6 of 166 comments (clear)

  1. It should be named Blender 3.0 by Anonymous Coward · · Score: 3, Interesting

    Really, the list of new features and improvements is so impressive that, were it a company product, it would surely be named "3.0", not puny 2.42 (after 2.41)...

    1. Re:It should be named Blender 3.0 by It'sYerMam · · Score: 3, Interesting

      In the past year or so, every single release has something that got the modeller in me excited. Each time, there has been at least one feature that is almost immediately applicable, usually more, and with a raft of bugfixes and minor features that I doubt I'll use. Blender has been for quite a while a very impressive piece of software, and that is ignoring the fact that it is free. It is one of the main, (in my opinion) achievements of the F/OSS movement, and is competable with professional applications. If development continues at this rate, I expect is will quite possible be better than its expensive competitors.

      --
      im in ur .sig, writin ur memes.
  2. My impressions of Elephant's Dream. by enitime · · Score: 5, Interesting
    "See, the best invention really is neccesity. They should try to make a movie every year or two."


    In future they should try to get better writers. I saw the Elephant's Dream movie, and technically it's not too bad. The models seemed fairly on-par with most "real" 3D animation feature movies. The animation was worse, but at least still around what you get on those 3D animated kids' shows or in-game cut-scenes. I was more impressed than I thought I'd be.

    But did anyone think that story was any good? I didn't. And with all the stories and fan-fiction out there surely there must be hordes of aspiring writers out there who would like nothing more than a movie based on one of their scripts, even if it means making it creative common licensed. If nothing else, it gets their name on IMDB. That's a decent foot-in-the-door these days, if they're looking for a career. Then you perfect it with collaborative writing, TV-show style, where a whole team of writing staff have input (or in this case the whole Internet.)

    Couldn't get open-sourcier than that.

    But get WRITERS to do it. I'd bet good money this thing was written by animators and modelers. If you're a professional-level animator/modeler you're probably not a professional-level writer. No one's good at everything. Get over your egos and suck it up.

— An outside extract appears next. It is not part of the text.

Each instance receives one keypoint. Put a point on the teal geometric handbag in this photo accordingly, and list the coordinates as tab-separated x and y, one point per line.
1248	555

    I guess it's the same problem open source programmers have with, for example, user interfaces or documentation. "It's just a minor detail, what really matters is this other aspect. Besides, how hard can it be? I'll do it myself."

  3. Wow...Plugins. by Anonymous Coward · · Score: 1, Interesting

    For ME, the most important thing is the running of plugins* ment for other 3D tools. A lot of games release development plugins for 3Dmax. Fine if that's what you have. Not so fine if you don't.

    *Number two is the running of published scripts.

    BTW how well does Blender do hair, fur and cloth, along with particle effects like water and fire?

  4. Open Source? by Anonymous Coward · · Score: 1, Interesting

    Then where is the script and story board? As an open source zealot I need these things!

  5. Re:What have they done for the UI? by Snowy_Duck · · Score: 2, Interesting

    Suprisingly enough the majority of our new users actualy are these 'snot-nosed newbies'. It seems older people just don't have the drive to learn something new...and probably the fact that they can afford professional software. Building a seperate UI would require a massive undertaking on the part of our few coders, who are already busy enough trying to keep up with today's 3D application needs. Besides, we have a great community who would be willing to help you with any problems you have.